Gas turbine engines, such as those used to power modern aircraft, to power sea vessels, to generate electrical power, and in industrial applications, include a compressor for pressurizing a supply of air, a combustor for burning a hydrocarbon fuel in the presence of the pressurized air, and a turbine for extracting energy from the resultant combustion gases. Generally, the compressor, combustor, and turbine are disposed about a central engine axis with the compressor disposed axially upstream or forward of the combustor and the turbine disposed axially downstream of the combustor. In operation of a gas turbine engine, fuel is injected into and combusted in the combustor with compressed air from the compressor thereby generating high-temperature combustion exhaust gases, which pass through the turbine and produce rotational shaft power. The shaft power is used to drive a compressor to provide air to the combustion process to generate the high energy gases.
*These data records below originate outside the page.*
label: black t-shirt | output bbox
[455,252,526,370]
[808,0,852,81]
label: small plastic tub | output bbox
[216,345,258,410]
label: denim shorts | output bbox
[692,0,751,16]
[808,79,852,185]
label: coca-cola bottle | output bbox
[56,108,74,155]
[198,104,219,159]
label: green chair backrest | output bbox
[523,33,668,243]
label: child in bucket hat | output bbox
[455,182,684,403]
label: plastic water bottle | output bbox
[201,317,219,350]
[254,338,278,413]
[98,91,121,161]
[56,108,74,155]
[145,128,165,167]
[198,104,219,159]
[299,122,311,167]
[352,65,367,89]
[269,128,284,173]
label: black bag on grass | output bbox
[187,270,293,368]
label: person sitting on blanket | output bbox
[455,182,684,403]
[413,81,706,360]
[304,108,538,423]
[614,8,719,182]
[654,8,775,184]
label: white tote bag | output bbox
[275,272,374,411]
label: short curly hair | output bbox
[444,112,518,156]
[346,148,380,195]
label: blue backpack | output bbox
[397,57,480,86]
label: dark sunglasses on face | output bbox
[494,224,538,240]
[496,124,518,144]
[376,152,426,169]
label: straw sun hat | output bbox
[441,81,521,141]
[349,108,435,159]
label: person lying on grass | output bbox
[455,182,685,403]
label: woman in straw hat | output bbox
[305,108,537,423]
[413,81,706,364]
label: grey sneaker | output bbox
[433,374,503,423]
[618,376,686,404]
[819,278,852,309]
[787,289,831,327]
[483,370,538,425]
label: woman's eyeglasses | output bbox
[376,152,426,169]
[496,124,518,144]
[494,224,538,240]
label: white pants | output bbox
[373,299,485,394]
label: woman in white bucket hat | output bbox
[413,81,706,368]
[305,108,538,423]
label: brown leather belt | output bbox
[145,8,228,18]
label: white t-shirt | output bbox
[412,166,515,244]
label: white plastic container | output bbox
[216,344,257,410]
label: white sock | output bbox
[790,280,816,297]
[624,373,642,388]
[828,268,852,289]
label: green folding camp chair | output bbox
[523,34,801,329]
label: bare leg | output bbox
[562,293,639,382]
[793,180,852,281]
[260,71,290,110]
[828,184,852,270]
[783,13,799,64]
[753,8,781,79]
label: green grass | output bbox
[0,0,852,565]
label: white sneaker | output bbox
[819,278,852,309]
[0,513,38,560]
Additionally, the shaft power is used to, for example, drive a generator for producing electricity, or drive a fan to produce high momentum gases for producing thrust.
An exemplary combustor features an annular combustion chamber defined between a radially inboard liner and a radially outboard liner extending aft from a forward bulkhead wall. The radially outboard liner extends circumferentially about and is radially spaced from the inboard liner, with the combustion chamber extending fore to aft between the liners. A plurality of circumferentially distributed fuel injectors are mounted in the forward bulkhead wall and project into the forward end of the annular combustion chamber to supply the fuel to be combusted. Air swirlers proximate to the fuel injectors impart a swirl to inlet air entering the forward end of the combustion chamber at the bulkhead wall to provide rapid mixing of the fuel and inlet air.
Combustion of the hydrocarbon fuel in air in gas turbine engines inevitably produces emissions, such as oxides of nitrogen (NOx), carbon dioxide (CO2), carbon monoxide (CO), unburned hydrocarbons (UHC), and smoke, which are delivered into the atmosphere in the exhaust gases from the gas turbine engine. Regulations limiting these emissions have become more stringent. At the same time, the engine pressure ratio is getting higher and higher for increasing engine efficiency, lowering specific fuel consumption, and lowering carbon dioxide (CO2) emissions, resulting in significant challenges to designing combustors that still produce low emissions despite increased combustor inlet pressure, temperature, and fuel/air ratio. Due to the limitation of emission reduction potential for the rich burn-quick quench-lean burn (RQL) combustor, lean burn combustors, and in particular the piloted lean premixed/partially premixed pre-vaporized combustor (PLPP), have become used more frequently for further reduction of emissions. However, one of the major challenges for the development of PLPP is the requirement to sufficiently premix the injected fuel and combustion air in the main mixer of a mixer assembly within a given mixing time, which is required to be significantly shorter than the auto-ignition delay time.
Mixer assemblies for existing PLPP combustors typically include a pilot mixer surrounded by a main mixer with a fuel manifold provided between the two mixers to inject fuel radially into the cavity of the main mixer through fuel injection holes. The main mixer typically employs air swirlers proximate and upstream of the fuel injection holes to impart a swirl to the air entering the main mixer and to provide rapid mixing of the air and the fuel, which is injected perpendicularly into the cross flow of the air atomizing the fuel for mixing with the air. The level of atomization and mixing in this main mixer configuration is largely dependent upon the penetration of the fuel into the air, which in turn is dependent upon the ratio of the momentum of the fuel to the momentum of the air. As a result, the degree of atomization and mixing may vary greatly for different gas turbine engine operating conditions (e.g., low power conditions where there is poor atomization and mixing may result in higher emissions than high power conditions where there is better atomization and mixing). In addition, since the fuel injection holes are typically located downstream of the point where the air swirlers produce the maximum turbulence, the degree of atomization and mixing is not maximized, increasing the amount of emissions. Furthermore, since the fuel injection holes are typically located downstream of the air swirlers, the risk of flashback, flame holding and autoignition greatly increases due to the low velocity regions associated with fuel jets and walls. A highly possible source for flashback, flame holding and autoignition in the typical main mixer is caused by a wake region that can form downstream of the fuel injection holes where injected fuel that has not sufficiently penetrated into the cross flow of the air (e.g., when air is flowing at low velocity) will gather and potentially ignite. Another possible source is related to boundary layers along the wall, which is thickened by fuel jets due to reduced velocity.